Cancer Prevention and Control Program, Fox Chase Cancer Center, Philadelphia, Pennsylvania, USA.
Department of Pathology, Fox Chase Cancer Center, Philadelphia, Pennsylvania, USA.
Gut. 2018 Jul;67(7):1290-1298. doi: 10.1136/gutjnl-2017-313942. Epub 2017 Nov 9.
The response of subjects to preventive intervention is heterogeneous. The goal of this study was to determine if the efficacy of a chemopreventive agent differs in non-tumour-bearing animals versus those with colorectal tumours. Sulindac and/or atorvastatin was administered to Apc mice with known tumour-bearing status at treatment initiation.

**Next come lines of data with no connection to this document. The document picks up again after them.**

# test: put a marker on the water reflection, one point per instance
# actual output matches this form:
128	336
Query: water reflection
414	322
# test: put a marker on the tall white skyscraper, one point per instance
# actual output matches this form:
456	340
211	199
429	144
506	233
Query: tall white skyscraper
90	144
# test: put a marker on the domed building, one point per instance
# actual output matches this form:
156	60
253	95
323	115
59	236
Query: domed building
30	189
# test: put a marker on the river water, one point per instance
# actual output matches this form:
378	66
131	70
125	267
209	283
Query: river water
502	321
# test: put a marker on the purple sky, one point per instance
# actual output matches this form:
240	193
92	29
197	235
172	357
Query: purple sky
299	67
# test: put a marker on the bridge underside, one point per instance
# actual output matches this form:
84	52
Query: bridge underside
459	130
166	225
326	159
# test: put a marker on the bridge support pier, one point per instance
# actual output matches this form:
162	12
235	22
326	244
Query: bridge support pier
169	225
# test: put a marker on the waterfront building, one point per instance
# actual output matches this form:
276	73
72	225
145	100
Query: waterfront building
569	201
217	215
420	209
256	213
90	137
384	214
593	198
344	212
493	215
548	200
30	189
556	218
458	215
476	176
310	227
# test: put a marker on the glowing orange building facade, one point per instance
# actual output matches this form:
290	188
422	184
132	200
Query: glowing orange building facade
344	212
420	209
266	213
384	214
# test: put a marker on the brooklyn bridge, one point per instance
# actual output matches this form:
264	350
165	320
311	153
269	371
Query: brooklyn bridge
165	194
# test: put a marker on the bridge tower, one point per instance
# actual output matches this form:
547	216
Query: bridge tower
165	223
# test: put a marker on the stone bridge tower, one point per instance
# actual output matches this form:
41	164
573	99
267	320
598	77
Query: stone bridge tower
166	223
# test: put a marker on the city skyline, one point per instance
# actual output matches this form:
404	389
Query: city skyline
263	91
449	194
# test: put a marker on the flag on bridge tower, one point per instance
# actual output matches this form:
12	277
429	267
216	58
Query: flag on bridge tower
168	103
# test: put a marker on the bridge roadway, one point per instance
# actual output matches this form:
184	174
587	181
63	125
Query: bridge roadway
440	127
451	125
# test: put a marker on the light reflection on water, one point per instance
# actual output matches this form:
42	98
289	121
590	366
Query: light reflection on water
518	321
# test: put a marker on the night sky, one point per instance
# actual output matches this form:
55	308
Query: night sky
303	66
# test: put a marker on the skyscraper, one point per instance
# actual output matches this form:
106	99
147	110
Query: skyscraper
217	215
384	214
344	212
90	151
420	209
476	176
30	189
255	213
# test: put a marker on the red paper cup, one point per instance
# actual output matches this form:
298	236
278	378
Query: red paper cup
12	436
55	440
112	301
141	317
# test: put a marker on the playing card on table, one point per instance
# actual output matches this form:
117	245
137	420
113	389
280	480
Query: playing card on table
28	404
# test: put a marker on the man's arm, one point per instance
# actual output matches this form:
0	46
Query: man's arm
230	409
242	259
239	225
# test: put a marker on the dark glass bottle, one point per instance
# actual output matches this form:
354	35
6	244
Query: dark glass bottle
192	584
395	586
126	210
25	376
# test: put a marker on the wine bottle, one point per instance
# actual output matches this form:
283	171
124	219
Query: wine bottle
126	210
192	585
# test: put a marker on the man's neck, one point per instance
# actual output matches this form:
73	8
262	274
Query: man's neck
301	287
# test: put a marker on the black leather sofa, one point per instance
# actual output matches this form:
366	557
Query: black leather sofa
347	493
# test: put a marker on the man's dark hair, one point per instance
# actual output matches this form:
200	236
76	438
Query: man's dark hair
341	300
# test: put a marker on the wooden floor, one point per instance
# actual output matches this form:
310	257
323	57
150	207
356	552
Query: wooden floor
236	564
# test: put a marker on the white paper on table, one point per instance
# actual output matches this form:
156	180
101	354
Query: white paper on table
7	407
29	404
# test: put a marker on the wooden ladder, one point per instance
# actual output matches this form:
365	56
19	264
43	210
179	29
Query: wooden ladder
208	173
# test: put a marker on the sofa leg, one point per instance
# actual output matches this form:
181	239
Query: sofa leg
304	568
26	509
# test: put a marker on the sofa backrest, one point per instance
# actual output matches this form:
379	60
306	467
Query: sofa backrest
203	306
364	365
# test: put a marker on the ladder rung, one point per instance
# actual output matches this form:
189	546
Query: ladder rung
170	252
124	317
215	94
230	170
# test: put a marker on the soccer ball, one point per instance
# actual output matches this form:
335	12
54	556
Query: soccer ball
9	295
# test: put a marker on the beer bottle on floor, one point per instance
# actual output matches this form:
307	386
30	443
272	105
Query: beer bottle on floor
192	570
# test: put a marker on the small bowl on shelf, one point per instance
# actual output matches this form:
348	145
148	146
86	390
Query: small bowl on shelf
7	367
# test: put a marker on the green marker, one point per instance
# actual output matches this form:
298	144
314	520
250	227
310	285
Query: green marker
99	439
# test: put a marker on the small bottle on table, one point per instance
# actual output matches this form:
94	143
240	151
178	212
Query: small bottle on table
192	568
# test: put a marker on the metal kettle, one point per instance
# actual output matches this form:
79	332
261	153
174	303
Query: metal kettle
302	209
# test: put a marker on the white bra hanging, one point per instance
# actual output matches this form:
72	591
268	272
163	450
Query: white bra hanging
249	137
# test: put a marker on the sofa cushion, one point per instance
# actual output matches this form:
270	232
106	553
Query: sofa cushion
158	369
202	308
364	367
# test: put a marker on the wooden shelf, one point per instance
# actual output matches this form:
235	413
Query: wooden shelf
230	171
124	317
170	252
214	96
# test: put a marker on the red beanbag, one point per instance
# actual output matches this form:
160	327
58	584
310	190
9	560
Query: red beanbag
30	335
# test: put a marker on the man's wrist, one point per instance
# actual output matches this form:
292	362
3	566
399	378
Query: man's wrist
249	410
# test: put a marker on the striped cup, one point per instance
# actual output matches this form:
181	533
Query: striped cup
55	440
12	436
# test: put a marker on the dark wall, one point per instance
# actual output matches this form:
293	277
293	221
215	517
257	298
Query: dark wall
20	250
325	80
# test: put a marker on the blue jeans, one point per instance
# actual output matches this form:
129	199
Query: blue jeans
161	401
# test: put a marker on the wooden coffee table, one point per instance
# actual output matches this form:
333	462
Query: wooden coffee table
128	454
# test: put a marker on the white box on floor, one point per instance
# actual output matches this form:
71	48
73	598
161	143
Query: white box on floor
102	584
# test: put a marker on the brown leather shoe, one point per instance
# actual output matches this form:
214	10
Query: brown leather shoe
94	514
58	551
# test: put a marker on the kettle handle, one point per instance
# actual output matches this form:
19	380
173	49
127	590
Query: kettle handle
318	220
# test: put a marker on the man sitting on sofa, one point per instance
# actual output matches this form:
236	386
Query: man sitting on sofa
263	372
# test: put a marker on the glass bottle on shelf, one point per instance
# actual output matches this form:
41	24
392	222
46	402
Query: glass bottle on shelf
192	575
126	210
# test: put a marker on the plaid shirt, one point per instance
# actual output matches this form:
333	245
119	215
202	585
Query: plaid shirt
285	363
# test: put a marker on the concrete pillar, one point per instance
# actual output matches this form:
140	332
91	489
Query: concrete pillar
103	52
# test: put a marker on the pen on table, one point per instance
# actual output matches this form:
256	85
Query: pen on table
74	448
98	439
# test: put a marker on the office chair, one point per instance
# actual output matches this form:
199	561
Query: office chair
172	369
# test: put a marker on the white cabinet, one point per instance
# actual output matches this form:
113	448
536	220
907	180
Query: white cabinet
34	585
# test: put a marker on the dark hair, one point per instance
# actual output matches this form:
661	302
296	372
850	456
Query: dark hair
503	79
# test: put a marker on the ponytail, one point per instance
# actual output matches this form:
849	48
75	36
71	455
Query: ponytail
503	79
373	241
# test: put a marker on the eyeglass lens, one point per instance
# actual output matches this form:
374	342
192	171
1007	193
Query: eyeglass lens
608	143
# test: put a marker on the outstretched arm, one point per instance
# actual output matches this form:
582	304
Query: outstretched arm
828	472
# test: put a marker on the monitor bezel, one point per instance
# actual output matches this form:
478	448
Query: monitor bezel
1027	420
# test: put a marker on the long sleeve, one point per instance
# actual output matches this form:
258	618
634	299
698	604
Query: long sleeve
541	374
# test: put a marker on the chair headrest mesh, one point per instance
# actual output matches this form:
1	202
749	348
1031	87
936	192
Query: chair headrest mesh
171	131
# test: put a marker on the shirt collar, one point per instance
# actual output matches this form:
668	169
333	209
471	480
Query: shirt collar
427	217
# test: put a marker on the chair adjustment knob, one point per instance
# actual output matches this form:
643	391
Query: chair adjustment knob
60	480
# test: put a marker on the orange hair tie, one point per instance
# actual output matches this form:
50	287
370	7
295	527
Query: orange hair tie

Male mice (6-8 weeks old) underwent colonoscopy and received control chow or chow with sulindac (300 ppm), atorvastatin (100 ppm) or sulindac/atorvastatin. Tissues were collected from mice treated for 14 weeks (histopathology) or 7 days (gene expression). Cell cycle analyses were performed on SW480 colon carcinoma cells treated with sulindac, atorvastatin or both.
The multiplicity of colorectal adenomas in untreated mice bearing tumours at baseline was 3.6-fold higher than that of mice that were tumour free at baseline (P=0.002). Atorvastatin completely inhibited the formation of microadenomas in mice that were tumour free at baseline (P=0.018) and altered the expression of genes associated with stem/progenitor cells. Treatment of tumour-bearing mice with sulindac/atorvastatin led to a 43% reduction in the multiplicity of colorectal adenomas versus untreated tumour-bearing mice (P=0.049). Sulindac/atorvastatin increased the expression of and significantly, suggesting the importance of cell cycle regulation in tumour inhibition. Treatment of SW480 cells with sulindac/atorvastatin led to cell cycle arrest (G0/G1).
The tumour status of animals at treatment initiation dictates response to therapeutic intervention. Atorvastatin eliminated microadenomas in tumour-free mice. The tumour inhibition observed with Sul/Atorva in tumour-bearing mice was greater than that achieved with each agent.
受试者对预防干预的反应存在异质性。本研究的目的是确定化学预防剂在无肿瘤荷瘤动物与结直肠肿瘤荷瘤动物中的疗效是否存在差异。在开始治疗时,已知具有肿瘤携带状态的 Apc 小鼠给予舒林酸和/或阿托伐他汀。
雄性小鼠(6-8 周龄)行结肠镜检查,并给予对照饲料或含舒林酸(300ppm)、阿托伐他汀(100ppm)或舒林酸/阿托伐他汀的饲料。治疗 14 周(组织病理学)或 7 天(基因表达)后收集小鼠组织。用舒林酸、阿托伐他汀或两者处理 SW480 结肠癌细胞,进行细胞周期分析。
基线时存在肿瘤的未处理小鼠的结直肠腺瘤多发性是基线时无肿瘤小鼠的 3.6 倍(P=0.002)。阿托伐他汀完全抑制了基线时无肿瘤小鼠微腺瘤的形成(P=0.018),并改变了与干细胞/祖细胞相关的基因表达。与未处理的荷瘤小鼠相比,荷瘤小鼠用舒林酸/阿托伐他汀治疗导致结直肠腺瘤多发性降低 43%(P=0.049)。舒林酸/阿托伐他汀显著增加 和 的表达,表明细胞周期调节在肿瘤抑制中的重要性。用舒林酸/阿托伐他汀处理 SW480 细胞导致细胞周期停滞(G0/G1)。
动物在治疗开始时的肿瘤状态决定了对治疗干预的反应。阿托伐他汀消除了无肿瘤小鼠的微腺瘤。在荷瘤小鼠中观察到的 Sul/Atorva 肿瘤抑制作用大于每种药物单独使用的作用。